Ma sto ancora divagando. La scelta di sposarci è stata naturale. E’ partita prima come un’intuizione, che poi si è rafforzata sempre di più, diventando convinzione, poi speranza e decisione. Decidere è decidersi. E’ affidarsi all’altro. E’ dire “ti do la mia vita, so che sarà in buone mani”. E’ questione di fede, soprattutto.

Perché poi abbiamo deciso di sposarci in chiesa? Anche qui la scelta non è stata facile. Anzi. Su questo sono andato in crisi. Non ci siamo sposati in chiesa per l’abito bianco, per la tradizione, perché i nostri genitori sarebbero stati più contenti o per altri motivi. Avevamo, e abbiamo, due approcci diversi alla questione. Ma su una eravamo d’accordo. Il fatto che dovesse essere “per sempre”. Perché la definitività di una relazione, il fatto che sia “per sempre”, quando ci si innamora, credo sia nel cuore di tutti. E’ un desiderio innato degli uomini, come alla speranza che ci sia la vita dopo la morte. Il matrimonio (anche se  volte è difficile far sì che non si riduca a questo) non è solo un’azienda, una società in cui uno compra la cucina, uno la lavatrice… E’ scegliere di venire scelto. E ognuno, in fondo, spera e vuole che questa scelta sia per sempre. Altrimenti non ci si butterebbe neanche.

Sul “per sempre” quindi eravamo d’accordo.

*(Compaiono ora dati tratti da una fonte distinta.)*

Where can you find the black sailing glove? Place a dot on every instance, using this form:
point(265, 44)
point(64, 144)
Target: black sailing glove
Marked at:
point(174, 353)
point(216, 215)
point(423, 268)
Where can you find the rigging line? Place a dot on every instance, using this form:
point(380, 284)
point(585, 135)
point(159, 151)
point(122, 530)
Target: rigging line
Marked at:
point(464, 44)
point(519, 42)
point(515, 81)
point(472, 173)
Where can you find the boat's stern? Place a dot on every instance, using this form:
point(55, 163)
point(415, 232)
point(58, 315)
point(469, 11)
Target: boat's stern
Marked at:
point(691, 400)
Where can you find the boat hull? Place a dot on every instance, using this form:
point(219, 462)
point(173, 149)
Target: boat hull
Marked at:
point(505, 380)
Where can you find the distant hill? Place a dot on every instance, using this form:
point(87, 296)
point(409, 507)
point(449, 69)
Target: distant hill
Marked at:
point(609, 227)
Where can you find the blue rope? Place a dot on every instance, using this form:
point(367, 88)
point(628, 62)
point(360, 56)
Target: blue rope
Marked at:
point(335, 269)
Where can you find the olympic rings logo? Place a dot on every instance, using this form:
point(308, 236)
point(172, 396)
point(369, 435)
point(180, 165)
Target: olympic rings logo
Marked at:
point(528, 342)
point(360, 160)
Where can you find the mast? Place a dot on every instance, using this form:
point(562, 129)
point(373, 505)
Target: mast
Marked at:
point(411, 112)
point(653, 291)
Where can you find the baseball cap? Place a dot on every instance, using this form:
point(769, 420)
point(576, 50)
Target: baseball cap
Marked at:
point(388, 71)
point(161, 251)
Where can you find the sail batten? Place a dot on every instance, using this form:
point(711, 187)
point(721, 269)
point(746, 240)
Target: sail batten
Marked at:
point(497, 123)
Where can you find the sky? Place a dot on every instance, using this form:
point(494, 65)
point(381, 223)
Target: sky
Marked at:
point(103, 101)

Oh, non sto dicendo che ci si riesca poi, ma almeno cerchiamo di impegnarci per riuscirci. E’ un punto di partenza, sperando che lo sia anche di arrivo. Ma se uno non parte almeno col proposito, la questione non si pone neanche.

C’è poi il capitolo dei figli. Per noi matrimonio e figli non sono la stessa cosa. Uno può avere figli anche fuori dal matrimonio. E’ più “naturale” avere figli che sposarsi. Ma, se ci si sposa, si pensa, anche se magari non da subito, avere dei figli prima o poi. Almeno non lo si esclude in partenza. Anche questo è un desiderio intimo ed eravamo d’accordo. (Eravamo talmente d’accordo infatti che il gnappo è arrivato in anticipo sui tempi previsti, ma, visto a posteriori, è stato un bene immenso, perché se no probabilmente non ci saremmo mai decisi…).

C’è poi l’educazione cristiana dei figli (che non vuol dire mandarli in seminario, ma almeno il battesimo e, se possibile, due o tre nozioni di base…). Su questo Anna mi ha dato carta bianca, visto che lei è agnostica e non dico atea per pudore, ma siamo lì insomma… E anche su questo eravamo d’accordo.

Così alla fine, ragionandoci sopra, e sentendo le sue motivazioni e confrontandole con le mie (che si potrebbero riassumere nel fatto che io “ci credo”), abbiamo scelto per il matrimonio in chiesa. Ma non è stata una scelta presa a cuor leggero, anzi. Ma poi, confrontandoci anche con chi ci ha sposato e facendo il corso pre-matrimoniale abbiamo pensato che questa sarebbe stata la decisione giusta per noi.

Per approfondire tutta la questione segnalo questi due link: uno da Wikipedia e uno dar Cupolone. Auguri e figli maschi (ma anche femmine va bene uguale).